Unfortunately, adding GET_TGT support wasn't enough to fix the problem completely (requesting that the link target gets re-sent doesn't help because the target object is in a different partition). The code change we made was to continue to add the forward-link in the case where a cross-partition target was unknown. Note that the backlink will still be missing, but the linked attribute is no longer dropped completely. Running 'samba-tool dbcheck' can then detect and fix the missing backlink. 
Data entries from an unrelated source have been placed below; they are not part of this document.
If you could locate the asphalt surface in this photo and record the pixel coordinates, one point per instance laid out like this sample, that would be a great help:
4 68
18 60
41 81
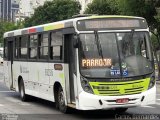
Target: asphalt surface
12 108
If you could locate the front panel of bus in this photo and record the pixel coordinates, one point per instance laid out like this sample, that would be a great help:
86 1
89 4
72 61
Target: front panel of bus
116 63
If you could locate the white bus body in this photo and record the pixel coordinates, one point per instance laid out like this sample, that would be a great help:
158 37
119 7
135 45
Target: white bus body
42 77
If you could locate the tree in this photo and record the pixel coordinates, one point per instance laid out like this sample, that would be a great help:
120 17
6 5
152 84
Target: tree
52 11
102 7
7 26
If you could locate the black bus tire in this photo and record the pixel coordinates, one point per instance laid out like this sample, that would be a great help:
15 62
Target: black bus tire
22 91
61 101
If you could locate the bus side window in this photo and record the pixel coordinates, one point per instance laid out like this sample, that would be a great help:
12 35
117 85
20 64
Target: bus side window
56 46
43 46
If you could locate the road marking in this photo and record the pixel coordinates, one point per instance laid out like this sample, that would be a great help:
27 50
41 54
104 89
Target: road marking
1 105
6 91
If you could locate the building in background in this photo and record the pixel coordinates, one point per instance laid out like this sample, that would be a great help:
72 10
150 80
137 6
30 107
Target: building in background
84 4
8 9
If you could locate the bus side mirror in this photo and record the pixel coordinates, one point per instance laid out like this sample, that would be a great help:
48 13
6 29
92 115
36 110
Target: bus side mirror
75 41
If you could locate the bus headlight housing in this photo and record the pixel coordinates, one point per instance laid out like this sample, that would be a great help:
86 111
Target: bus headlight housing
152 81
85 85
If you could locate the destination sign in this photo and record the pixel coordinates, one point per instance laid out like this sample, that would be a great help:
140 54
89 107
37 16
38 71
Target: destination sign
119 23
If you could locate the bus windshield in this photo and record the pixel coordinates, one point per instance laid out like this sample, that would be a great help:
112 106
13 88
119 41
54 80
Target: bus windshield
114 55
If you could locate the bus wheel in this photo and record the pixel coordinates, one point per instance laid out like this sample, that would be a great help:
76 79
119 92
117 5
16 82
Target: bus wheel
61 101
121 110
22 91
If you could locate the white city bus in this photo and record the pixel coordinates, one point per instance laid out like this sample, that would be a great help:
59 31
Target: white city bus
87 63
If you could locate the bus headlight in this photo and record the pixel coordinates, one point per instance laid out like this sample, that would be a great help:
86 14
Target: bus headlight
85 85
152 82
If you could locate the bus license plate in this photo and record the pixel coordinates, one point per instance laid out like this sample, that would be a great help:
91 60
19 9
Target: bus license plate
123 100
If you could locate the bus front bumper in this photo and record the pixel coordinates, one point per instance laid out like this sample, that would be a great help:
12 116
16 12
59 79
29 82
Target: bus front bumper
89 101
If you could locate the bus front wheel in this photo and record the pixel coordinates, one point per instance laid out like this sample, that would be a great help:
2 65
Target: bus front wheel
22 91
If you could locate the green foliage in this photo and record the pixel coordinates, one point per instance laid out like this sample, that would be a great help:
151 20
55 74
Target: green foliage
52 11
102 7
8 26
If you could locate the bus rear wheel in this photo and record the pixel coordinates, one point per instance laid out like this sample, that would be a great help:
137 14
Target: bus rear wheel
22 91
121 110
61 101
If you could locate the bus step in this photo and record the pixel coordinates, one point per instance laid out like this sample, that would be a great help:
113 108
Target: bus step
13 89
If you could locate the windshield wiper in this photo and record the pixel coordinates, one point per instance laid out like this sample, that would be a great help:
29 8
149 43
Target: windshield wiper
99 47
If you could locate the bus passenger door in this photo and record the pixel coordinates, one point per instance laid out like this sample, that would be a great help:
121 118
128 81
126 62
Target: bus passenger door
69 56
10 63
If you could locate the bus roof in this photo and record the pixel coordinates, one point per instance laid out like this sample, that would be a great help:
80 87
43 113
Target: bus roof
59 25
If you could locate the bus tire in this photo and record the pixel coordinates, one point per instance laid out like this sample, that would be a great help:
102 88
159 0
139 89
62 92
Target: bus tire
22 91
120 110
61 101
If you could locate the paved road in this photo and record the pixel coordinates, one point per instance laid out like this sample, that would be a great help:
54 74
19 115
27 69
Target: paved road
37 109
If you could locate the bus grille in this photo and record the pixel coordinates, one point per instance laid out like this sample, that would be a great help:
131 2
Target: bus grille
120 88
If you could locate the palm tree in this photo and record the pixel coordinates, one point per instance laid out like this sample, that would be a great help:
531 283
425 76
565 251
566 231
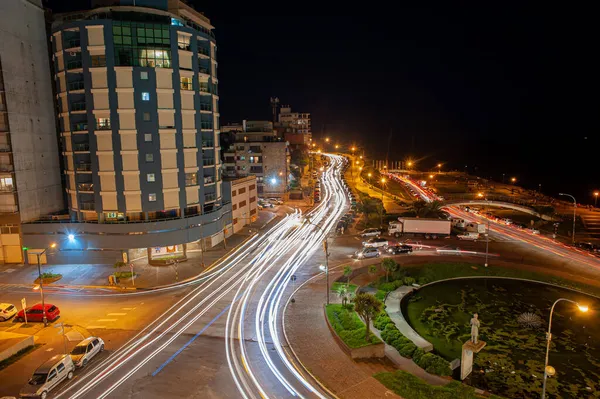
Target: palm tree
347 274
367 307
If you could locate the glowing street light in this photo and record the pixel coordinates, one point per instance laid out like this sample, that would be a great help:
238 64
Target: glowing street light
549 370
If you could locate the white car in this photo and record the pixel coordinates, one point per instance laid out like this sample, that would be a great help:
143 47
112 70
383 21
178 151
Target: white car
7 311
86 350
370 233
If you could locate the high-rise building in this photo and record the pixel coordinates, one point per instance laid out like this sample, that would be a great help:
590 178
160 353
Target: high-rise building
30 181
137 94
The missing serverReference problem should only potentially occur when installing a new DC. Although the same problem could potentially occur if other linked atributes span partitions.
Comment 6 Stefan Metzmacher 2017-09-12 10:20:14 UTC
Created attachment 13581 [details]
Patches for v4-7-test
Comment 7 Tim Beale 2017-09-12 21:28:51 UTC
Comment on attachment 13581 [details]
Patches for v4-7-test

I'm not sure that the full set of GET_TGT client patches is needed to fix this bug in 4.7. I can take a look if we can come up with a smaller patch-set.

Also note there's another client-side patch that's still pending review/delivery.
http://git.catalyst.net.nz/gw?p=samba.git;a=commit;h=2833cf21af72cd6d18488cbb08c736e7c57a7d3a
Without this, I think replication could potentially break when upgrading from an older Samba release.
Comment 8 Tim Beale 2017-09-14 00:31:00 UTC
Created attachment 13595 [details]
Proposed change-set to fix the bug on 4.7

The attached patches should hopefully fix the bug on 4.7. I've backported the test case to highlight the problem, and reworked the 4.7 repl_meta_data.c code so we can just fix the bug without backporting all the GET_TGT client changes. Just running the changes through autobuild now.
Comment 9 Tim Beale 2017-09-18 21:02:47 UTC
Created attachment 13605 [details]
Patch-set to fix the problem

The patches ran through autobuild OK. I've updated the attachment (just to tweak the commit description). I'm happy with them, and in my opinion they're ready to go in.

Note that most of these patches aren't exact cherry-picks of the commits in master. I've tried to backport the logic to match master as close as I can. In theory, the fix for cross-partition links should be independent of the GET_TGT changes. However, in master the bug-fix was interleaved with all the GET_TGT refactors. The alternative option is to cherry-pick ~30 patches that add GET_TGT client-side support into 4.7.